Unit cities may address this predicament by encouraging - not ordering - people to go about their business in a fixed area, namely, the individual units.
In order for that to happen, "units" must be designed for both working and living. Alas, many areas and districts in Shanghai are meant for specialized functions.
For instance, the Lujiazui financial zone and Zhangjiang High-tech Park are bustling in the day but when night falls, they become deserted like ghost towns, Li said.
The ultimate goal of forming separate units within cities is to mingle working and living. Besides, it's mandated by the fact that megalopolises face ever higher security risks. If one of Shanghai's pylons is sabotaged, half of the city will be crippled by a blackout. Imagine the consequences of the metro ceasing operation for 10 minutes, Li said.
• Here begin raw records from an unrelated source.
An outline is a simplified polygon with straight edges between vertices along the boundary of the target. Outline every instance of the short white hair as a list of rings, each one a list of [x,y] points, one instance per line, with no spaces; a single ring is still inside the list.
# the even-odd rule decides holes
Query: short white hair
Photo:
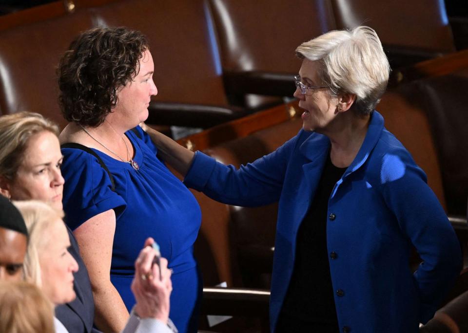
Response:
[[[54,240],[51,238],[49,231],[56,223],[63,223],[63,211],[57,210],[38,200],[15,201],[13,203],[22,215],[29,234],[28,249],[23,263],[24,277],[26,281],[41,288],[40,253]]]
[[[319,74],[332,94],[355,94],[360,114],[371,112],[387,88],[390,65],[378,36],[369,27],[330,31],[301,44],[296,55],[320,61]]]

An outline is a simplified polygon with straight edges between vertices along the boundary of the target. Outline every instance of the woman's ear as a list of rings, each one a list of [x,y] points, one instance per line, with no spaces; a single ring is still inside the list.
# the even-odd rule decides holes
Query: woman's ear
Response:
[[[340,94],[338,98],[338,110],[340,112],[344,112],[350,110],[356,101],[356,95],[344,92]]]
[[[10,182],[1,175],[0,175],[0,194],[8,199],[11,198],[11,194],[10,193]]]

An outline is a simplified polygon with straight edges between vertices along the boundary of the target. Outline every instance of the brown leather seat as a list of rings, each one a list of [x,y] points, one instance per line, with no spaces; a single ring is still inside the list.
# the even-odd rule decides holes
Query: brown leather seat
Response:
[[[332,0],[339,29],[373,28],[392,68],[455,50],[443,2],[439,0]]]
[[[329,1],[210,0],[226,89],[292,96],[301,61],[296,48],[335,27]]]
[[[158,91],[149,122],[207,128],[246,114],[228,105],[203,0],[127,0],[91,10],[99,24],[148,37]]]
[[[300,119],[293,119],[248,136],[222,143],[205,152],[224,164],[239,167],[273,151],[295,135],[302,125]],[[232,244],[230,250],[234,252],[232,258],[236,260],[234,269],[239,270],[243,286],[269,289],[277,204],[254,208],[227,206],[230,223],[226,225]],[[202,206],[202,212],[204,210]],[[208,210],[202,215],[203,223],[205,218],[213,218],[211,215]],[[219,235],[218,232],[215,232]]]
[[[468,67],[415,81],[429,119],[442,170],[448,212],[465,216],[468,197]]]
[[[456,298],[435,313],[434,317],[421,327],[421,333],[468,332],[468,268],[462,271],[452,292]]]
[[[93,26],[85,11],[0,31],[0,111],[38,112],[63,127],[56,68],[75,36]]]

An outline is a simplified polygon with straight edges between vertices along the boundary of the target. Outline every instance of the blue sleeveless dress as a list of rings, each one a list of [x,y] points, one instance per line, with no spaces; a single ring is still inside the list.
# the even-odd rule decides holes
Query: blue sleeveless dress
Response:
[[[109,174],[95,156],[79,149],[62,149],[66,223],[75,230],[93,216],[115,210],[111,281],[129,311],[135,303],[130,290],[134,263],[145,240],[153,237],[173,270],[170,317],[179,332],[195,332],[202,283],[193,245],[201,223],[200,207],[157,158],[157,149],[148,134],[136,129],[140,137],[132,131],[125,134],[135,150],[137,171],[93,149],[112,174],[115,191]]]

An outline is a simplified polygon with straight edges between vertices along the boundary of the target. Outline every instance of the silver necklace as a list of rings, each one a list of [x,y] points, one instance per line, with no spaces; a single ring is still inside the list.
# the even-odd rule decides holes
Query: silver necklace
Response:
[[[85,128],[84,128],[84,127],[82,125],[79,125],[79,126],[81,126],[81,127],[82,129],[83,129],[83,130],[84,130],[84,131],[85,131],[85,132],[87,134],[88,134],[88,135],[89,135],[90,137],[91,137],[91,139],[92,139],[94,140],[95,141],[96,141],[96,142],[97,142],[98,143],[99,145],[100,145],[101,146],[102,146],[103,147],[104,147],[106,149],[107,149],[107,150],[108,150],[109,151],[110,151],[111,153],[112,153],[113,154],[114,154],[114,155],[115,155],[116,156],[117,156],[117,157],[118,157],[118,158],[120,159],[120,161],[121,161],[123,162],[125,162],[125,163],[128,163],[128,164],[130,164],[131,166],[132,166],[132,167],[134,169],[135,169],[136,170],[136,171],[138,171],[138,169],[140,168],[140,167],[139,167],[139,166],[138,166],[138,163],[137,163],[135,161],[134,161],[134,160],[133,160],[133,159],[131,159],[131,159],[130,159],[130,160],[129,160],[129,161],[128,160],[129,159],[128,159],[128,157],[129,157],[129,155],[130,155],[130,153],[129,153],[129,150],[128,150],[128,147],[127,146],[127,143],[125,142],[125,140],[124,140],[124,139],[123,139],[123,137],[122,138],[122,140],[123,140],[123,143],[125,144],[125,149],[127,149],[127,160],[124,160],[124,159],[122,158],[122,157],[120,157],[120,155],[119,155],[118,154],[117,154],[117,153],[116,153],[115,151],[114,151],[112,149],[110,149],[110,148],[108,148],[107,147],[106,147],[106,146],[105,146],[103,143],[102,143],[102,142],[101,142],[100,141],[99,141],[98,140],[98,139],[96,139],[95,137],[94,137],[94,136],[93,136],[91,134],[90,134],[89,132],[88,131],[88,130],[86,130]]]

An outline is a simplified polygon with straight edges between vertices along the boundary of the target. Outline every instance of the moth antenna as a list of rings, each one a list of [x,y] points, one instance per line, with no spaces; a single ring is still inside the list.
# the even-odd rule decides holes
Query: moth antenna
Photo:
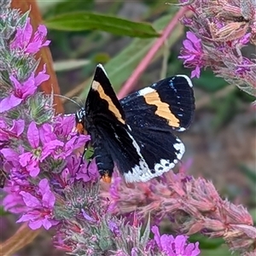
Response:
[[[61,98],[68,100],[68,101],[73,102],[74,104],[78,105],[78,106],[79,107],[79,108],[83,108],[83,107],[81,107],[81,105],[79,105],[79,104],[77,102],[75,102],[74,100],[73,100],[73,99],[71,99],[71,98],[69,98],[69,97],[67,97],[67,96],[63,96],[63,95],[54,94],[54,96],[59,96],[59,97],[61,97]]]
[[[73,98],[75,98],[75,99],[77,99],[78,101],[79,101],[80,103],[81,103],[81,105],[83,106],[84,102],[83,102],[83,100],[82,100],[81,98],[79,98],[79,97],[78,97],[78,96],[75,96],[75,97],[73,97]]]

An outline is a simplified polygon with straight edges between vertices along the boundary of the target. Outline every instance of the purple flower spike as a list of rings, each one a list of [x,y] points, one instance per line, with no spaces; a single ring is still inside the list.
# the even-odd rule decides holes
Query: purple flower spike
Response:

In a unit city, if every unit can generate some power for its own use, it is less vulnerable to massive power stoppages. Pioneering as it appears, the very idea of unit city is sometimes a hard sell, mainly because our urban planners haven't kept up with the times, Li said.
Lujiazui may have been their pet project 20 years ago, but it won't stay advanced for ever. Urban planning has to constantly adjust to new conditions brought about by a fast changing economy.
China's existing urban planning philosophy was imported from the Soviet Union, which stresses rigid "scientific" planning of everything. In the 1960s, the fad in urban planning was division of labor between districts. But any planning is inevitably influenced by market forces and the "division of labor" model gradually fell out of favor. The trend now is to mix different social functions in a given district or block, said Wang Jun, assistant researcher under Li.
The underlying logic is roughly the same as what unit city endorses. Shanghai's urban planning model has to change, but how? It assigns clear-cut roles for districts and areas, for instance, Lujiazui is for finance, Zhangjiang for high-tech, Minhang for living and Jing'an for office work, with little crossover. How to break this entrenched model?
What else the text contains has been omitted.